A scoping review protocol examining the application of large language models in healthcare education and public health learning spaces
======================================================================================================================================

* Henry Ndukwe
* Emmanuel Otukpa

## Abstract

**Objective** Through this scoping review, we aim to explore and synthesize existing knowledge and evidence on the learning approaches for incorporating LLMs into healthcare education and public health learning spaces. Specifically, we will attempt to investigate methods for auditing prompts for accuracy; tailoring prompts to improve task-specific accuracy and utility; and exploring how end-user feedback is used to refine and optimize LLM prompts over time. This review will provide a comprehensive understanding of how LLMs are being tailored and improved in these fields, contributing to the development of evidence-based strategies for their implementation.

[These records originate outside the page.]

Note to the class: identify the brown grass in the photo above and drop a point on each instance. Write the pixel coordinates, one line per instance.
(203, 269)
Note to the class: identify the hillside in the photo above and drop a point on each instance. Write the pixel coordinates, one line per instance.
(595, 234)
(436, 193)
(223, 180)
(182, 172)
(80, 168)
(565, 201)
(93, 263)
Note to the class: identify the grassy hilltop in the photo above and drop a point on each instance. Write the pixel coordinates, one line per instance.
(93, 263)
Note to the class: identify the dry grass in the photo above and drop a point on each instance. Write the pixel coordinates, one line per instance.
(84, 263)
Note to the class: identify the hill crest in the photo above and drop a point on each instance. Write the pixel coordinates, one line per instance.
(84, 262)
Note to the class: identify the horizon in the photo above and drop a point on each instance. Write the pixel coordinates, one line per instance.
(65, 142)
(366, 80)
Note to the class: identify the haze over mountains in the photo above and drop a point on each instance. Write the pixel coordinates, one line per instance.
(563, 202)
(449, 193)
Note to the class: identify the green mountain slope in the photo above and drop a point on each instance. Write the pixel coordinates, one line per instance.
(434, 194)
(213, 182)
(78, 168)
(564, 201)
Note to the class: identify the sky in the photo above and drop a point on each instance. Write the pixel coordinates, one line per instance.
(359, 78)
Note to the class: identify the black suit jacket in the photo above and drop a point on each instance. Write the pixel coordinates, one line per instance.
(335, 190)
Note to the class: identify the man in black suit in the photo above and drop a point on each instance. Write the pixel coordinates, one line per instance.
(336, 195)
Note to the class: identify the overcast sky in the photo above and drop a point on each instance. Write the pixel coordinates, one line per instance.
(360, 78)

It will also identify areas for future research and innovation.

**Introduction** The increasing integration of large language models (LLMs) into healthcare and public health practice and research highlights their potential to revolutionize service delivery, decision-making, and patient care. Despite these advancements, understanding how LLMs can be effectively tailored, audited, and refined for healthcare-specific tasks remains a critical area of inquiry. Key issues include, the accuracy of generated information, and their relevance to the medical and public health fields.

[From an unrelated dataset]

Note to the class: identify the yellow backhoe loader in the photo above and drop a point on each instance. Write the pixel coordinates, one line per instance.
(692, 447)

**Inclusion criteria** Inclusion criteria will focus on studies addressing LLM applications in healthcare and public health, prompt engineering techniques, prompt auditing methods, and processes geared towards integrating user feedback. Articles that do not focus on healthcare or public health contexts and lack relevance to LLM learning approaches will be excluded.

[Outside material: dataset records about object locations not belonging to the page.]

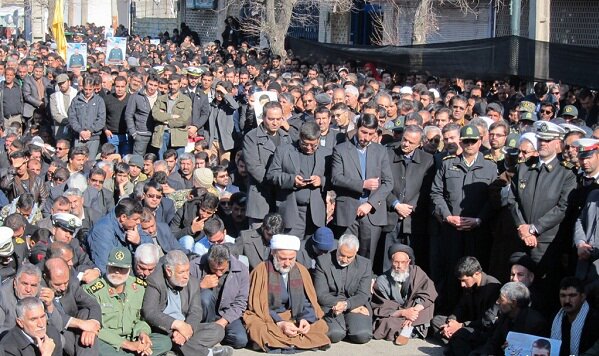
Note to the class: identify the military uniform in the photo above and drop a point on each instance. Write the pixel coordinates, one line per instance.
(460, 190)
(121, 313)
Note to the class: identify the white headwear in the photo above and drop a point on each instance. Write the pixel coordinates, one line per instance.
(284, 242)
(530, 137)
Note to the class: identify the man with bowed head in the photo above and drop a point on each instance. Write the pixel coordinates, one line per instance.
(283, 312)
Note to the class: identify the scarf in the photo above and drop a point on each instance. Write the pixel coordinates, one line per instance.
(295, 288)
(575, 328)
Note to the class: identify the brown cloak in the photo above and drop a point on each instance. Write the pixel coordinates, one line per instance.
(262, 329)
(421, 290)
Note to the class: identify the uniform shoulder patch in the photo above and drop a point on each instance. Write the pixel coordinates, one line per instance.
(96, 286)
(141, 282)
(566, 164)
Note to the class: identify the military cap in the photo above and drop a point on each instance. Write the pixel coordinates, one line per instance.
(528, 116)
(66, 221)
(570, 110)
(136, 160)
(572, 128)
(586, 147)
(547, 130)
(158, 69)
(398, 124)
(469, 132)
(511, 144)
(527, 106)
(119, 257)
(62, 78)
(6, 245)
(323, 99)
(194, 71)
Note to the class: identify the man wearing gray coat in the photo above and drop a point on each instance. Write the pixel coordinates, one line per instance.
(172, 305)
(258, 147)
(342, 281)
(34, 99)
(87, 117)
(586, 240)
(362, 179)
(225, 287)
(298, 171)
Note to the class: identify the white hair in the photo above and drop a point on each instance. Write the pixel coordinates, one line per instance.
(352, 90)
(350, 241)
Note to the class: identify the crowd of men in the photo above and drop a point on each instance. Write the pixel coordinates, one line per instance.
(149, 209)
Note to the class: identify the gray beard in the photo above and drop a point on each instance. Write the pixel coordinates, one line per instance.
(278, 267)
(400, 277)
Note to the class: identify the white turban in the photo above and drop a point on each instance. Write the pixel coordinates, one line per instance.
(284, 242)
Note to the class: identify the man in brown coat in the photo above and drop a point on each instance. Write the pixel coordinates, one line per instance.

**Methods** The review is guided by the JBI methodology for scoping reviews complemented by updates from Levac et al. Databases including PubMed, Scopus, IEEE Xplore, and Web of Science will be searched for peer-reviewed articles, conference proceedings, and grey literature published in English and French from 2015 to 2025. Data extraction will include information on study characteristics, LLM models, prompt engineering strategies, auditing methodologies, and user feedback mechanisms. We will synthesize to identify trends, gaps, and best practices in leveraging LLMs to generate baseline data for auditing prompts that optimize AI learning and education needs in the healthcare and public health sector.

Keywords
*   LLMs
*   Artificial Intelligence
*   healthcare
*   public health
*   prompt engineering
*   auditing
*   user feedback
*   artificial intelligence

## Introduction

### Background and context

Large language models (LLMs) represent a novel innovation in computing and the part of what constitutes reactive artificial intelligence, offering the potential to revolutionize healthcare and public health through its natural language processing and language generation [1]. These models, exemplified by Generative Pre-trained Transformers (GPT) and its counterparts, can process and generate human-like text, enabling applications rooted in clinical decision-making, patient education, administrative efficiency, and medical and public health research [2,3]. As healthcare systems increasingly explore digital solutions to enhance care delivery, the role of LLMs is becoming more prominent. However, maximizing their potential while ensuring reliability and safety requires a nuanced understanding of their integration into healthcare-specific contexts [4].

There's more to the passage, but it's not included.